Azure DataBricks Accessing Data Lake (Using Access Key)

 

Introduction:
In this Blog post we are going to discuss about accessing Azure Data Lake Gen2.

 

How can we Access the Azure Data Lake Gen2:

Access can be done by

Ø  Using Storage Access key

Ø  Using Shared access signature (SAS token)

Ø  Using Service Principal

Ø  Using Azure Active directory authentication pass-through

Ø  Using unity catalog

 

In this post we are going to discuss about accessing Azure Data Lake Gent 2 by using Access key.





Authenticate Data Lake with Access Key:

·         Each storage account comes with 2 access keys

·         Each access key is 512 bits

·         Access key gives full access of storage account

·         Conceder it as super user

·         Key can be rotated (re-generated)

 

Access Key Spark configuration:

Here we take myschool as Azure Data Lake gen2 and there is a container within this data lake named bronze.

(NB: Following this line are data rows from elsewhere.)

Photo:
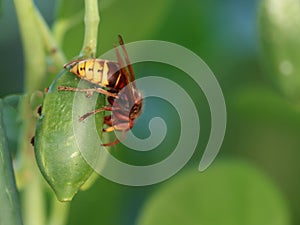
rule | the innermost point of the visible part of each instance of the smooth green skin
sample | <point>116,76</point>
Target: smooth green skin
<point>227,193</point>
<point>280,31</point>
<point>9,203</point>
<point>55,144</point>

The bronze containers have a csv file named school.csv

 

spark.conf.set(

    "fs.azure.account.key.myschool.dfs.core.windows.net",

    "<512 bit access key in Azure data Lake>")

 

 

Microsoft recommended abfs (azure blob file system) driver protocol to access

abfss://bronze@myschool.dfs.core.windows.net

Note book command:

spark.conf.set(

    "fs.azure.account.key.myschool.dfs.core.windows.net",

    "<512 bit access key in Azure data Lake>")

dbutils.fs.ls("abfss://bronze@myschool.dfs.core.windows.net")

è  It gives us the list of files within bronze containers

display(Spark.read.csv("abfss://bronze@myschool.dfs.core.windows.net/school.csv"))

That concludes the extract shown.